Par Abderrahmane Mebtoul Professeur des universités, expert international docteur d Etat 1974

Car depuis de longues décennies, combien de codes d’investissements, de réunions, de commissions ont eu lieu pour relancer le tissu économique. Pourtant, jusqu’à présent, 98% des recettes en devises proviennent toujours de Sonatrach, ce qui prouve que ces différentes rencontres n’ont eu aucun impact sur le terrain et que le blocage est d’ordre systémique. C’est l’entreprise libérée des entraves et un Etat régulateur qui peuvent créer une économie productive à forte valeur ajoutée. Il faut donc bien cerner les causes du blocage car si les investissements algériens ne trouvent pas intérêt à aller vers la production nationale, vers la création de l’emploi, faut-il s’étonner, ou encore moins, s’attendre à ce que les investisseurs étrangers, qu’il y ait la règle du 51/49 ou même l’inverse, fassent preuve de plus d’engagement ?

1. L’attrait de l’investissement à forte valeur ajoutée ne saurait résulter de lois mais d’une réelle volonté politique allant vers de profondes réformes, une stabilité du cadre juridique et monétaire permettant la visibilité, et les pays qui attirent le plus les IDE n’ont pas de codes d’investissement, mais une bonne gouvernance (notre interview au quotidien gouvernemental Horizon du 07/05/2022).

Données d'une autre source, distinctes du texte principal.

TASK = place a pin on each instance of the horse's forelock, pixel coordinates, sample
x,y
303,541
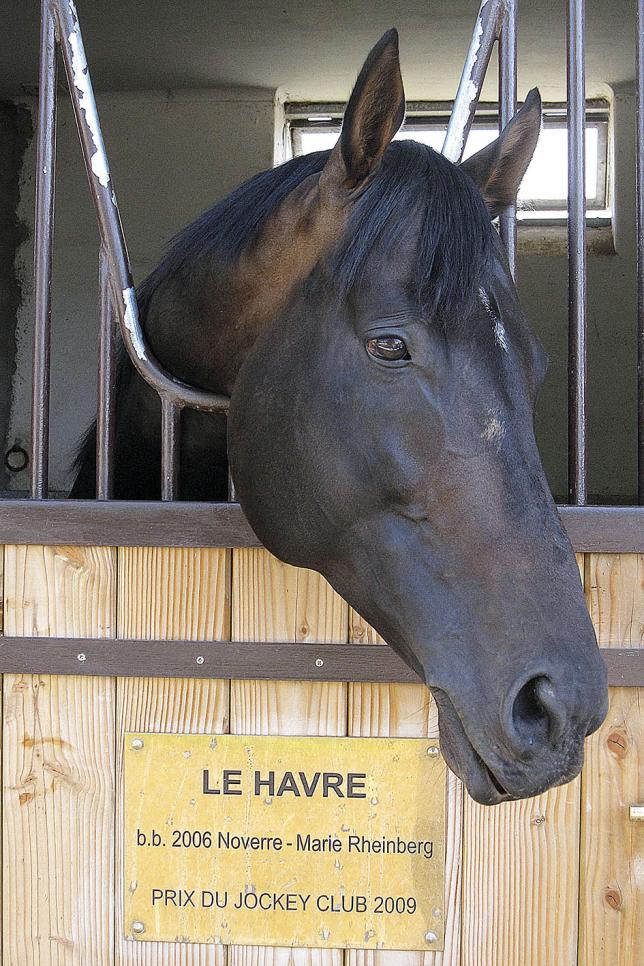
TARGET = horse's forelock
x,y
454,231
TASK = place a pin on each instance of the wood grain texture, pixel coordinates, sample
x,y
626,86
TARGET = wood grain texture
x,y
408,711
272,601
612,847
169,593
58,766
521,878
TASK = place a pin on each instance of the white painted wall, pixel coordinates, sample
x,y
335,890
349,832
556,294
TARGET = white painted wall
x,y
172,155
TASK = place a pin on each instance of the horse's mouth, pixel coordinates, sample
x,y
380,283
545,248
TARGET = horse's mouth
x,y
464,760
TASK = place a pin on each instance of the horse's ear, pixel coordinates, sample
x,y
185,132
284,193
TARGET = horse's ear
x,y
498,168
374,113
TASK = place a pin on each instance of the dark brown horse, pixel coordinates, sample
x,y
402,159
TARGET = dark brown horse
x,y
357,306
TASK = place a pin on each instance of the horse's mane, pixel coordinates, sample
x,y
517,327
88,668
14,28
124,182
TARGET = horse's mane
x,y
455,231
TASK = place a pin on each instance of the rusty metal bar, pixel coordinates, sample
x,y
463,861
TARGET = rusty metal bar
x,y
109,222
43,242
486,32
170,442
507,110
576,93
105,420
640,248
266,660
143,523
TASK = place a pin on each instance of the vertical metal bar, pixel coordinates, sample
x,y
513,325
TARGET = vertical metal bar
x,y
170,440
640,249
486,31
576,96
44,231
507,110
106,382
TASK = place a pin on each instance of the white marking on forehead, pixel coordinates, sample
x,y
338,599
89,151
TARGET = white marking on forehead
x,y
500,335
494,429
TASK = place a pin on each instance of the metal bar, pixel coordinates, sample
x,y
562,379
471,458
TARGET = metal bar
x,y
44,233
105,421
576,91
486,31
507,110
233,661
118,523
109,221
170,443
640,248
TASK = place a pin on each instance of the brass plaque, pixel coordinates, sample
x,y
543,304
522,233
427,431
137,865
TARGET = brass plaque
x,y
327,842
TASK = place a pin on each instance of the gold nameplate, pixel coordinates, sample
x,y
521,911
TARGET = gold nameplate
x,y
327,842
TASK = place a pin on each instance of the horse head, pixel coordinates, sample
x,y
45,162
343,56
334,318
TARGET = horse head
x,y
381,433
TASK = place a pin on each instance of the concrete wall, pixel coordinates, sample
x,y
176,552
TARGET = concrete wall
x,y
171,156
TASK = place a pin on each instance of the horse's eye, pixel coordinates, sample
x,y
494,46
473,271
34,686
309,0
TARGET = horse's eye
x,y
390,348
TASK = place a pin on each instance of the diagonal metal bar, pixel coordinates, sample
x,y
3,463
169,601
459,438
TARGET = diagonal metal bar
x,y
43,244
507,110
577,364
486,31
109,221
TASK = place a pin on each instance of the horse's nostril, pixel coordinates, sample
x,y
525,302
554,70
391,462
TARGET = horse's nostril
x,y
537,714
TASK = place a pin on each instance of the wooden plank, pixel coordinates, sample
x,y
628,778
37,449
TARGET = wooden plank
x,y
271,600
408,711
171,593
611,922
58,766
520,879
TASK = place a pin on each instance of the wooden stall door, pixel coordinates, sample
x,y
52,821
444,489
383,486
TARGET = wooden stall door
x,y
611,914
58,766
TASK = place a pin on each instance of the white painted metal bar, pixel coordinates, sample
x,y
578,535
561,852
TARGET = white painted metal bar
x,y
507,110
486,32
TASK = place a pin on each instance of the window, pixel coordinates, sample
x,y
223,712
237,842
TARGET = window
x,y
543,194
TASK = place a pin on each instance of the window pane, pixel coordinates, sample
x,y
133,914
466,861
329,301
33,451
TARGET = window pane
x,y
546,178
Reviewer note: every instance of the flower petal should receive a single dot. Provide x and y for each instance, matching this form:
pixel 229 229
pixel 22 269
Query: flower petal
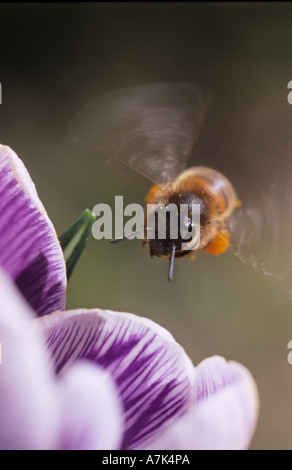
pixel 153 374
pixel 224 415
pixel 29 408
pixel 30 250
pixel 92 416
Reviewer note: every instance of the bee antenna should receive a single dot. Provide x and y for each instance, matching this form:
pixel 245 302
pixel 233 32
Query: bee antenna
pixel 171 263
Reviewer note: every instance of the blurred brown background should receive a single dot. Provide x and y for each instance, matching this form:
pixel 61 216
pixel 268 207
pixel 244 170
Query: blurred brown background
pixel 54 59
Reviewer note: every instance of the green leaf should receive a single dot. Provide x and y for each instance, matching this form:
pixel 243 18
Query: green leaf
pixel 73 241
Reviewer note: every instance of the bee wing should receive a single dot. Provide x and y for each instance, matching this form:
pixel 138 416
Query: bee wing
pixel 261 234
pixel 150 128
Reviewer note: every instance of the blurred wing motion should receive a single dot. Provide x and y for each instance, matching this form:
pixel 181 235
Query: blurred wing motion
pixel 261 234
pixel 150 128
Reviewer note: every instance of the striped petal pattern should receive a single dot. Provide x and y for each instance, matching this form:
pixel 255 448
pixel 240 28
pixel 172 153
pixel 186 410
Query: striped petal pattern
pixel 30 251
pixel 153 375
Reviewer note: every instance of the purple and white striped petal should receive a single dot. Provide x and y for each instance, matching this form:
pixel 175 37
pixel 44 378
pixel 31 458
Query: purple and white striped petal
pixel 224 414
pixel 153 375
pixel 29 407
pixel 30 250
pixel 92 415
pixel 80 410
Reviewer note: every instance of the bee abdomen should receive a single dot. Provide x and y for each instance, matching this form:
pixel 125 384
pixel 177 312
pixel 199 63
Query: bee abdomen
pixel 211 182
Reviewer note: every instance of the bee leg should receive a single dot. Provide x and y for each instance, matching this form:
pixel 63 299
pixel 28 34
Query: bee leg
pixel 219 244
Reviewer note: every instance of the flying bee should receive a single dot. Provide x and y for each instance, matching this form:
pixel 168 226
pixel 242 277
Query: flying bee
pixel 216 198
pixel 153 129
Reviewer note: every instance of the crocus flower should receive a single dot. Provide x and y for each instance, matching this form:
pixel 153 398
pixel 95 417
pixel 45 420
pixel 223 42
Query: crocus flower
pixel 96 379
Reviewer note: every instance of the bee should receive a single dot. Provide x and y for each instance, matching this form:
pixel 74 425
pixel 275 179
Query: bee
pixel 216 198
pixel 152 129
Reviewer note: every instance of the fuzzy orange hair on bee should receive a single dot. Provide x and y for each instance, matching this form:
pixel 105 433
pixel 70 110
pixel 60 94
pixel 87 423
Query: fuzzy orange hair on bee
pixel 152 129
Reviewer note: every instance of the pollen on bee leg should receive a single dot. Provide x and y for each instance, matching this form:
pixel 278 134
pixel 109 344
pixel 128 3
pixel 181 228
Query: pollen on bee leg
pixel 219 244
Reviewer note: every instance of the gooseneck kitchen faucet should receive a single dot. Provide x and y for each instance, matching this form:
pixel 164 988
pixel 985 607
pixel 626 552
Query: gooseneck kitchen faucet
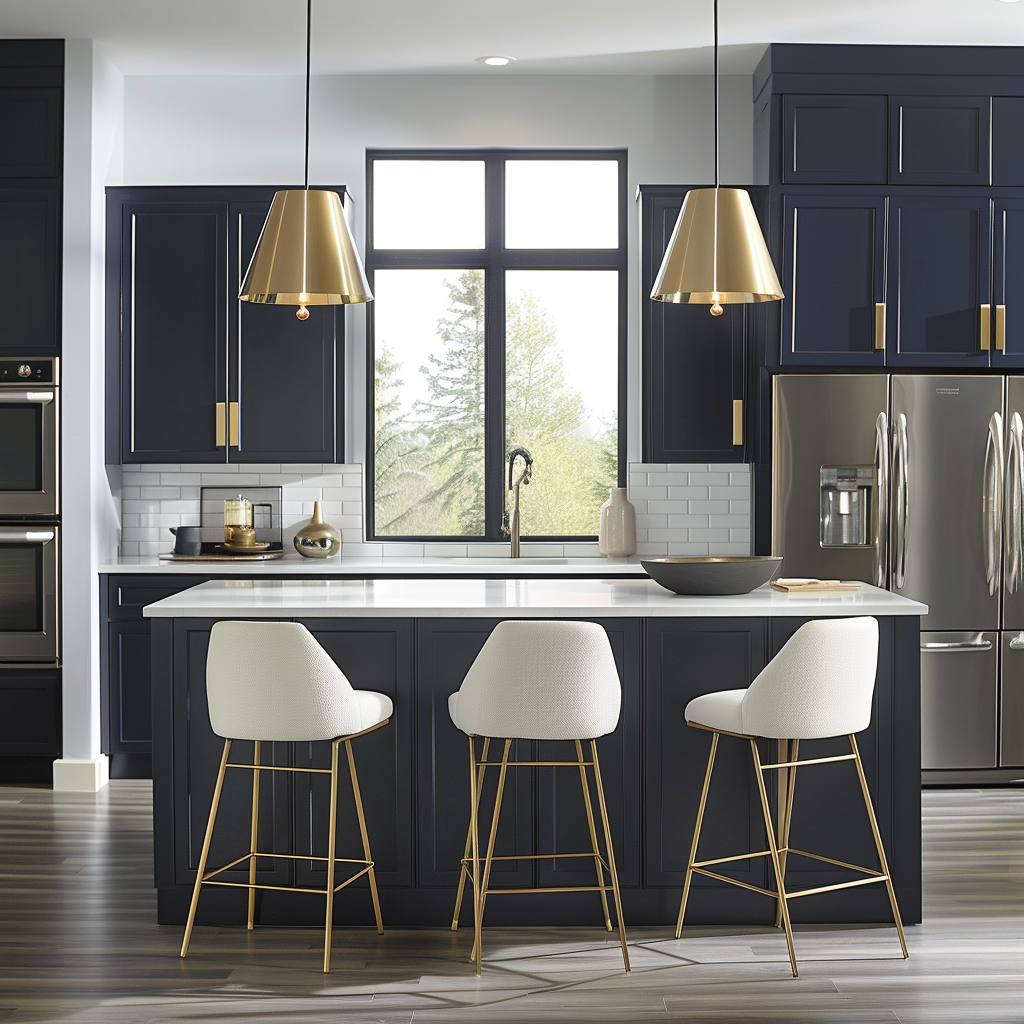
pixel 510 520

Mon expérience et mes contacts internationaux aux plus hauts niveaux montrent : que le temps est terminé, des relations personnalisées entre chefs d’État ou de ministres à ministres dans les relations internationales où dominent désormais les réseaux décentralisés ; que dans la pratique des affaires n’existent pas de sentiments mais uniquement des intérêts, et que tout investisseur est attiré par le profit, qu’il soit américain, chinois, russe, turc ou européen. Il appartient ainsi à l’État régulateur, dont le rôle stratégique en économie de marché s’apparente à celui d’un chef d’orchestre, de concilier les coûts privés et les coûts sociaux. C’est par la méconnaissance des nouvelles règles qui régissent le commerce international que s’expliquent les nombreux litiges internationaux, avec des pertes se chiffrant en dizaines de millions de dollars. C’est que depuis plus de 60 ans nous avons assisté à bon nombre de codes d’investissement et des changements de l’écosystème des entreprises publiques avec un impact mitigé. Avant 1965, la forme d’autogestion était privilégiée ; de 1965 à 1980, nous avons eu de grandes sociétés nationales et de 1980 à 1988, il y a eu leur restructuration et découpage des grandes sociétés nationales. Comme conséquence de la crise de 1986 qui a vu le cours du pétrole s’effondrer, des réformes timides sont entamées en 1988 : l’État crée 8 fonds de participation, chargés de gérer les portefeuilles de l’Etat. En 1996, l’État crée 11 holdings en plus des 5 régionaux, avec un Conseil national des privatisations dissous fin 1999; en 2000, nous assistons à leur fusion en 5 méga holdings ; en 2001, nouvelle organisation : on crée 28 sociétés de gestion des participations de l’État (SGP), en plus des grandes entreprises considérées comme stratégiques; en 2004, ces SGP sont regroupées en 11 et 4 régionaux.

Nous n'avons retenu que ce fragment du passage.